Disclaimer: We are not attorneys and this is not legal advice. It would be a mistake to take any of this information as legal advice.
What did the NLRB do?
The National Labor Relations Board has been extremely busy since late 2010 reviewing a bevy of social media policies and putting the thumbscrews to companies who, in the NLRB’s opinion, are implementing overly broad policies and chilling concerted activity.
According to their website, “The National Labor Relations Board is an independent federal agency vested with the power to safeguard employees’ rights to organize and to determine whether to have unions as their bargaining representative. The agency also acts to prevent and remedy unfair labor practices committed by private sector employers and unions.”
The NLRB ensures that employees are protected, which is a good thing. However, in the increasingly wild world of social media, we have some concerns about protecting the employer, too. Unlike the past where a disgruntled employee complained to friends or wrote a letter, today’s disgruntled employee (whether rightly so or not) takes to Facebook, Twitter, Blogs, YouTube or a host of other outlets to air his or her dirty laundry. As you know, anything posted on the Internet should be considered public – forever. That’s a real issue for companies who have legitimate concerns about keeping a positive brand presence.
According to the NLRB.gov site, “In the first ruling of its kind, a National Labor Relations Board Administrative Law Judge has found that a Buffalo nonprofit organization unlawfully discharged five employees after they posted comments on Facebook concerning working conditions, including work load and staffing issues. In short, because the employees were engaging in concerted activity about the work load and other situations at the nonprofit the judge ruled it was a conversation among employees about the terms and conditions of their employment and, thus, protected. You can read more here.
How may it affect your business?
No one knows how this will ultimately affect organizations and their social media guidelines. We do believe, however, that protecting the integrity of your businesses’ brand is paramount and that common-sense guidelines should be in place. This should include having online communication “do’s” and “don’ts” as a part of your onboarding.
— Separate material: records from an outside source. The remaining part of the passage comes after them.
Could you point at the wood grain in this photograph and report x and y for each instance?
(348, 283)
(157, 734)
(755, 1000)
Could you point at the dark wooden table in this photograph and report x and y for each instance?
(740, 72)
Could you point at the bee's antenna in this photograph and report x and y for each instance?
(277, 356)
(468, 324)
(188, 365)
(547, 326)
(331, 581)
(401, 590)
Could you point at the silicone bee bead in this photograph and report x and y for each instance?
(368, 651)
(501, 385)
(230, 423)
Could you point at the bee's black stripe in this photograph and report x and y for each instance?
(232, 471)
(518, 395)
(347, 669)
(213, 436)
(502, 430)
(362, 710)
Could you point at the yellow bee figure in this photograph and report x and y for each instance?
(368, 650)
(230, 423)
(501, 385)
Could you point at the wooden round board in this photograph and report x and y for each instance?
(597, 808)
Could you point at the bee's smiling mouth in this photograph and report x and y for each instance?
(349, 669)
What does Professional Mojo recommend?
We recommend:
- Creating a brand document that encourages your employees to be evangelists for you, but to remember that everything they say about your organization is out there forever. Help them understand the gravity of their actions. This is their workplace, too. Show them when and how it’s appropriate to talk about the brand.
- Limiting the number of administrators on your accounts and ensuring you have corporate access to every online asset.
- Always keeping a transparent and open environment. Being available for complaints and taking care of concerns will decrease the likelihood that a disgruntled employee will take to the Internet.
- Finding innovative ways to empower those who want to help. Sometimes, a brand is damaged by having too many wayward profiles. A well-meaning employee may set up a rogue Facebook page. Then, the employee moves on, but the asset is still there. Help your employees know what to do and to whom they should speak if they’d like to be a part of your online communities or wish to set up additional assets.
- Monitoring your online presence. You are what the Internet says you are and catching any piece of info early is key to influencing the conversation and managing the message.
- Keeping abreast of rulings. One of the best resources we’ve found to help business folks make sense of all this is the Information Law Group website. There are other great resources, too, as well as your own legal counsel.